I agree that the U.S. does not have the best of every kind of research, and that the U.S. does not need to have the best of every form of research. Supporting this, NIH has traditionally (although recent policy moves are changing this) provided funding to international researchers as part of subawards to U.S. researchers. These direct collaborations spur U.S. science while also allowing research that is best done outside of the U.S. due to external expertise to happen outside of the U.S. Steel and auto companies are selling a product and are competing for buyers. Disruption and pain resultant from competition could lead to growth in order to weather the competition.

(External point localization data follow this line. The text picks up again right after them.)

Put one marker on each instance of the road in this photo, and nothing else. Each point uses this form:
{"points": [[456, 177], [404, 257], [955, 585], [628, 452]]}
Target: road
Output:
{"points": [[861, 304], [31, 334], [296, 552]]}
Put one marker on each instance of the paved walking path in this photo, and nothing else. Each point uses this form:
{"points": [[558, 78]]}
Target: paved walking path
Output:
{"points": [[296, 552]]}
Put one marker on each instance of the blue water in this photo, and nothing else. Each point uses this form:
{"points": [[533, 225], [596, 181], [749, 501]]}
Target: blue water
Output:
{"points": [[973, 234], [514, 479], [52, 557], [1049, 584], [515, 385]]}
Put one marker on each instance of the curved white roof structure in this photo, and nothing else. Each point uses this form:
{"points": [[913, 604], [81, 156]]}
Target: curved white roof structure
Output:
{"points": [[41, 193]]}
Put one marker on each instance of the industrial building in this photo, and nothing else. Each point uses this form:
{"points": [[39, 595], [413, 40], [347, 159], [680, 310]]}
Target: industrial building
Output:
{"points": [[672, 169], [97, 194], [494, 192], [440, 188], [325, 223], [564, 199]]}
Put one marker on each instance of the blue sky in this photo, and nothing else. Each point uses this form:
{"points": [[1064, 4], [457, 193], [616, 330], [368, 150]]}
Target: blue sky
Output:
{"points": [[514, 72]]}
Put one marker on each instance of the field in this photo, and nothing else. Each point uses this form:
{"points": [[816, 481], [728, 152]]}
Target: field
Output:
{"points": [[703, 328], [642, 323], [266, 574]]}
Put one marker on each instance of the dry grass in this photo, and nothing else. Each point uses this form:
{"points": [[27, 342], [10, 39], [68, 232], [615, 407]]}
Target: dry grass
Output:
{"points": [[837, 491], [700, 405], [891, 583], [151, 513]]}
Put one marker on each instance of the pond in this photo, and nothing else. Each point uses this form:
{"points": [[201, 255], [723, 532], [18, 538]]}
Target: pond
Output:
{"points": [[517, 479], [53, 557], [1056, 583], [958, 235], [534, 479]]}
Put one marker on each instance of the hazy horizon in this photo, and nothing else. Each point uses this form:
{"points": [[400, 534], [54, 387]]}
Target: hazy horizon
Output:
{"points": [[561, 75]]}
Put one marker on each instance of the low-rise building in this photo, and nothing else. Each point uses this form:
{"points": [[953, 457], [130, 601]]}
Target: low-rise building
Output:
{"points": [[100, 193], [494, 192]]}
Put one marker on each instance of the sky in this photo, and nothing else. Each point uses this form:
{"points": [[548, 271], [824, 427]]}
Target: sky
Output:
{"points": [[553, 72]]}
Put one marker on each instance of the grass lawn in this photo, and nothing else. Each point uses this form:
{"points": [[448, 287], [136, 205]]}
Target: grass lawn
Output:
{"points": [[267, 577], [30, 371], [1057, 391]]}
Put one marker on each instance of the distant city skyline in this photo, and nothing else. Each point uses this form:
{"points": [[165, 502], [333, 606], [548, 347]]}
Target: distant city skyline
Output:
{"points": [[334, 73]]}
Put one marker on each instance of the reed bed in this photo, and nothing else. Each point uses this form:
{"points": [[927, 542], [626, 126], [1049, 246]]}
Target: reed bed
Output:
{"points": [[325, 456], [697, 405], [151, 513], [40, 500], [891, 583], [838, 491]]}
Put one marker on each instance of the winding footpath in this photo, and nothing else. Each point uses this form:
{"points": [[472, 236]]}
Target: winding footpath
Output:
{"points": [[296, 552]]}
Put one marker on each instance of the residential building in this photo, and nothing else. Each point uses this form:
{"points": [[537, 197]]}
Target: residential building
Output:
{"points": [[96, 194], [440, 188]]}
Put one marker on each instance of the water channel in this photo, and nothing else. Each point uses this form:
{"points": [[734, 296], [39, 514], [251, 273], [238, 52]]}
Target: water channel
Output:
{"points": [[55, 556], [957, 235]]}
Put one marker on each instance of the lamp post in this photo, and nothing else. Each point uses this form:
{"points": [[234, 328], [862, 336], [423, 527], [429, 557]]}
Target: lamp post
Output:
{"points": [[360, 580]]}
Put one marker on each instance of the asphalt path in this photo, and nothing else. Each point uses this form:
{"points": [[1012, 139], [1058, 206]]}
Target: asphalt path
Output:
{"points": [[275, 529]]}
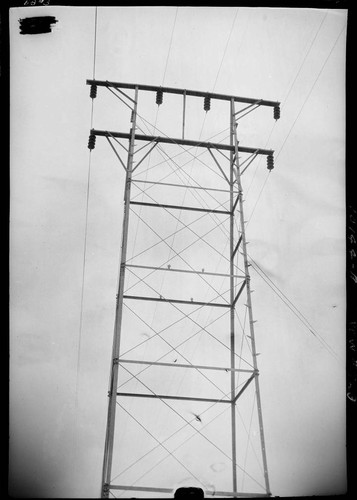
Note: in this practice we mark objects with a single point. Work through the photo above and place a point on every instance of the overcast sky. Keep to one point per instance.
(296, 228)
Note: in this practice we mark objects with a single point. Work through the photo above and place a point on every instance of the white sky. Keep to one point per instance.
(296, 231)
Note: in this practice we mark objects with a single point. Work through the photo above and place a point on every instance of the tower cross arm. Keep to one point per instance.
(171, 90)
(181, 142)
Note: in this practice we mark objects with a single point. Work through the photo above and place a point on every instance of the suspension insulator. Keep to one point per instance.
(159, 95)
(277, 112)
(91, 141)
(270, 162)
(93, 91)
(207, 103)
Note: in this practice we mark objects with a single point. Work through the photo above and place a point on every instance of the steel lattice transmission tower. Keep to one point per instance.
(184, 395)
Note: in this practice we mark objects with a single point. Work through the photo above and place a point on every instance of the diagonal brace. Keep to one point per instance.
(239, 292)
(218, 165)
(116, 153)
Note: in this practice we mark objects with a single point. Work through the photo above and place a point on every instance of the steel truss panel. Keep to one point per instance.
(234, 386)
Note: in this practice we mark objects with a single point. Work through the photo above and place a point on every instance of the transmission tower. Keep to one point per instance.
(184, 405)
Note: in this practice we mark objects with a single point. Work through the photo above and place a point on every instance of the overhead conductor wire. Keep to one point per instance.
(85, 235)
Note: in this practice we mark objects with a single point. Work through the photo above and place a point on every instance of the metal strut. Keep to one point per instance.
(243, 242)
(109, 439)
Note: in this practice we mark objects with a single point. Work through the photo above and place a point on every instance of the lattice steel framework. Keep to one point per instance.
(221, 369)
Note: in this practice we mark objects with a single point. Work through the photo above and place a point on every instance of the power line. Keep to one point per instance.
(170, 44)
(292, 307)
(85, 225)
(305, 57)
(311, 89)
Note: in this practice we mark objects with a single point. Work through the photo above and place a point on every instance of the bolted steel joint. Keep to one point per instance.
(207, 103)
(277, 112)
(91, 141)
(105, 490)
(93, 91)
(159, 97)
(270, 162)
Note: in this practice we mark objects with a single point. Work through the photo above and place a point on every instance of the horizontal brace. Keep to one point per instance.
(239, 292)
(180, 365)
(183, 142)
(195, 93)
(178, 207)
(171, 491)
(186, 186)
(179, 398)
(236, 247)
(176, 301)
(185, 271)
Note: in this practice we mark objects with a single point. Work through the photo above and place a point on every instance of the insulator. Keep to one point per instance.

However, what I think we see more frequently in the current economic markets is cutting corners to undercut rivals and sell a cheaper, often worse, product. International science is not inherently better or worse than U.S. science, but inviting competition now, at a time where U.S. academic researchers relying on NIH funding are already stretched so thin, would be catastrophic.
— Brad Davidson
The story
“I’m a CVS pharmacist. My retail pharmacy colleagues and I face a crisis,” by Chris Eggeman
The response
I am one of the millions of frustrated CVS customers. Unfortunately our anger gets directed to the pharmacist and technicians. What can we individuals do? How can we help? Should we take our business elsewhere? Please give us some ideas how we can be part of the solution.